La proposta di Obama fa parte di una strategia populista ostentata in questa fase della campagna nel tentativo di proporsi come il difensore dei lavoratori e della classe media, un blocco elettorale importante soprattutto in stati del Midwest come Pennsylvania, Michigan, Wisconsin e Ohio, dove il presidente ha appena concluso un tour elettorale.

Il suo atteggiamento è però puramente opportunistico, dal momento che il suo primo mandato è stato caratterizzato pressoché unicamente da politiche pro-business, mentre per quanto riguarda l’argomento tasse, Obama solo pochi mesi fa ha presentato una proposta di riforma fiscale che include un abbassamento dell’aliquota riservata alle corporation dall’attuale 35% al 28%.

Inoltre, come sa bene Obama, la proposta di lasciare scadere i tagli alle tasse solo per i redditi più alti non ha nessuna possibilità di ottenere i 60 voti necessari per superare l’ostacolo del Senato, per non parlare della Camera controllata dai repubblicani. Molti all’interno del suo partito, poi, vedono positivamente una nuova estensione di tutti i tagli fiscali o quanto meno per i redditi fino ad un milione di dollari.

In questo scenario, la soluzione più probabile appare, come nel 2010, un voto sui tagli dopo le elezioni di novembre, quando gli elettori avranno già deciso. Nelle ultime sessioni del Congresso, con ogni probabilità, i democratici daranno il via libera ad un rinnovo dei benefici fiscali per tutti i contribuenti, sostenendo che il compromesso con i repubblicani si sarà reso necessario per mantenere i tagli per i redditi più bassi, privando così le casse federali di centinaia di miliardi di dollari che dovranno inevitabilmente essere recuperati con nuove riduzioni della spesa pubblica.
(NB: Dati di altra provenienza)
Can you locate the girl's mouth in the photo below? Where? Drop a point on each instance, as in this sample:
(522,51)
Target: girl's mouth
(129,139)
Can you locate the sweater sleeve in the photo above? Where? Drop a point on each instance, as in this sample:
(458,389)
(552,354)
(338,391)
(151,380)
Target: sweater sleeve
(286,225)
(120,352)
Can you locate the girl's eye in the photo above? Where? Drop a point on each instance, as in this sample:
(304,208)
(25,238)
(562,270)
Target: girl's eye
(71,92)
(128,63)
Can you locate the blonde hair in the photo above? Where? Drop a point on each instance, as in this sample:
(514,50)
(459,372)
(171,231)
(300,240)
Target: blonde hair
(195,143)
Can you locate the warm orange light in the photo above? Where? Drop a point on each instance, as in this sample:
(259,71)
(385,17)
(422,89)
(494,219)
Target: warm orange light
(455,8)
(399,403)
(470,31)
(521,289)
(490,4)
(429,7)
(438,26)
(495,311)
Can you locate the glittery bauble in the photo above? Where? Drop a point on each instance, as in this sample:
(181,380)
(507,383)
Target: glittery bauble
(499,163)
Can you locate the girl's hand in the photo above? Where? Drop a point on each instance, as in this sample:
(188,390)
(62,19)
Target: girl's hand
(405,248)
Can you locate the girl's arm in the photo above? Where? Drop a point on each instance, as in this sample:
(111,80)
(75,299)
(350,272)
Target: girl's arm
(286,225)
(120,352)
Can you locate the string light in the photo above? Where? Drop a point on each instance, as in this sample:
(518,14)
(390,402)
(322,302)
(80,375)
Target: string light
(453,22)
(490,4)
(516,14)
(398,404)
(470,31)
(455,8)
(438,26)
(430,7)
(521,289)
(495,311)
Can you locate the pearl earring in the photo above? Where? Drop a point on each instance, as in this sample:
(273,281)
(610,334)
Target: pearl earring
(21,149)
Sul fronte dei finanziamenti alle campagne elettorali, infine, Mitt Romney continua a far segnare un maggiore successo rispetto a Obama. I dati ufficiali indicano come la campagna del candidato repubblicano abbia raccolto nel mese di giugno un totale di 106 milioni di dollari, contro i 71 milioni del rivale democratico.

Come ha scritto martedì il New York Times, le minori entrate di Obama rispetto al 2008 riflettono il voltafaccia di molti facoltosi finanziatori, soprattutto di Wall Street, che quest’anno sembrano orientati a schierarsi con l’ex governatore del Massachusetts. In effetti, quattro anni fa il Partito Repubblicano appariva screditato a tal punto che i maggiori donatori confluirono spontaneamente sul candidato democratico, certi che quest’ultimo avrebbe scrupolosamente difeso i loro interessi.

Ora, con la sostanziale riabilitazione dei repubblicani, i finanziatori più ambiti dai due partiti sembrano essere in buona parte tornati alla casa repubblicana, così da combattere anche le esili politiche di regolamentazione del settore finanziario messe in atto in questi anni.

Il denaro che affluisce direttamente nelle casse delle organizzazioni elettorali dei due candidati è peraltro solo una parte delle enormi somme in gioco. Dopo la storica sentenza della Corte Suprema del 2010, infatti, gruppi affiliati indirettamente ai candidati (“Super PAC”) possono raccogliere denaro senza limiti da donatori individuali o da corporation. Il risultato, ad esempio, è che questa settimana due delle Super PAC che sostengono Romney hanno dato il via ad altrettante campagne anti-Obama negli stati più in bilico che costeranno complessivamente qualcosa come 65 milioni di dollari.